Mar 7, 2014

WOD

The other day I said I was too tired to talk about my CrossFit experience so I stated I would talk about it the next day.  That was yesterday and I was exhausted.  I have been really tired lately and I am not really sure why but I am always at my best in the morning so while I am drinking my coffee I am doing it!

As you may have read in a previous post I have done CrossFit a couple times now and I like that it makes me sore but I do not like how long it takes.  I have committed to a month of it and have finished week 2.  A couple days ago our WOD was strenuous and I felt like I got a workout.  Some days I feel like we stand around a lot.  I am sure this is because there are so many of us that he is training so I am thankful that he is taking his time to do this for us.  Let me say that even though we stand around more than I am used to, I am still sore so something is working!  :)

I cannot remember all the small things we did leading up to our circuit - wait, it is not called a circuit in CrossFit but at the moment I cannot remember what they call it. The part I do remember is the circuit.  Again, not called a circuit but it is back to back and we are to do our absolute best as it is timed.

10 burpees
20 alternating snatches
200 m run

Repeat 4 times.  Even though it is only 4 exercises it is grueling and I finished in16 min and I think 8 seconds.  I am not really sure if that is good or not but I am the newest there and I finished 4 minutes after the guys and a full circuit before the girls which makes me happy I finished in the middle.

This workout renewed my faith in CrossFit and I felt like maybe I would extend my commitment to 3 days a week instead of 2 or maybe even extend it another month for a total of 2 months instead of one.  Until the next day when our routine was short....dun...dun....duuuunnnn......

The next day I go back we do 4 exercises.  We began with a warm up of double unders (jump rope where the rope goes beneath you twice in one jump) and I could not quite master it.  I am not sure why because the first day I tried it I got it....well, something to work on.  So I did singles and we warmed up then did 100 for time.  Mine was 55 seconds.  Again, not sure if this was good but I was not last so that makes me happy.

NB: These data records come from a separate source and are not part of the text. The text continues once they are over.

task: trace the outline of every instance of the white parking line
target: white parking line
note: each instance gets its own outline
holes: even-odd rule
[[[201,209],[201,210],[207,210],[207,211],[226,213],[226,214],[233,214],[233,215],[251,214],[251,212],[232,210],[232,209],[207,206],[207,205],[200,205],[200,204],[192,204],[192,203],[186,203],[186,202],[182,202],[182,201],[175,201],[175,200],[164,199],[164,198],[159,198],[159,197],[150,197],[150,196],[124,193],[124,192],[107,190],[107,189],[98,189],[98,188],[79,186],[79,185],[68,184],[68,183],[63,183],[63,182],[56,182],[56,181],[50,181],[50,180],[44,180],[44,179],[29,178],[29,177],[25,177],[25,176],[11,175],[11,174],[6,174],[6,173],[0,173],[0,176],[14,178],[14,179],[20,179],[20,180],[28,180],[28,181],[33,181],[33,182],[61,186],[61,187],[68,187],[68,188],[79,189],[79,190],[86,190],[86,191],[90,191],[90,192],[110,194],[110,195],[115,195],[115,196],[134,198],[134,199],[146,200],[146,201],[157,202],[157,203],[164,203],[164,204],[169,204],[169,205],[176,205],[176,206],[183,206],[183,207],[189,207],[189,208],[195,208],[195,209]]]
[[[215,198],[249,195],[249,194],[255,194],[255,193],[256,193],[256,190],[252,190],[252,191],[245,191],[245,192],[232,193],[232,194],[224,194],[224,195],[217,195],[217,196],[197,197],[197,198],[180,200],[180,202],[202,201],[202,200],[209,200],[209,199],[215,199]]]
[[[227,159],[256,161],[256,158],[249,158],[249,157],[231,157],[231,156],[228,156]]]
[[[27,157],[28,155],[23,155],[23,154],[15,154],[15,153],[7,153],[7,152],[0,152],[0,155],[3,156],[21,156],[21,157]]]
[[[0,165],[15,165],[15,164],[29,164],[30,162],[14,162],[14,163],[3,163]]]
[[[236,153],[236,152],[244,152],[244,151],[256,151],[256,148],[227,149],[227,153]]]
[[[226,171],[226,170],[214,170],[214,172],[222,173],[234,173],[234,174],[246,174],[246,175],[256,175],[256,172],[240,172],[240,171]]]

Next, we did squats and they are listed on the board like this:
1-1-1-1-1
Which means you add weight each rep until you have maxed out.  Last time I maxed at 145 lbs and   this time I was baaaarely able to slightly lift 150lbs... but since it was not fully off the ground it did not count.

From here we did a tabata round of squats alternating with hand stand push ups.  The routine was:
21-15-9
This meant we did 21 reps the first round, 15 reps the 2nd round and 9 reps the last round.  Again, this was for time and I got 5 minutes and I think 9 sec?

I have no idea if this was a good time or not.  I am just happy to be doing something different.  Especially because I have been focusing on strengthening my hammies in hopes of eliminating my knee issues.  So far, my hams are sore every freakin' day and my knees do not hurt.  Additionally, my low back is sore a lot which means that part of my core is being trained.  This is a really good thing as a strong core is crucial.

Perhaps CrossFitters have figured out the trick to helping with knee injuries.  Well, mine at least.  Please, please, please, if you have a knee injury (or any other injury) check with a physician before going and trying something.  I have no idea what each person has going on and it could be different than what I have going on.  Injuries are nothing to mess around with or self-diagnose or get advice from others.

On a different note, how come chics always look so damn cute at the gym and I always look like a hot mess?  geesh!!  I always feel so weird about taking selfies but since everyone is doing it so have I but I always look like a monster!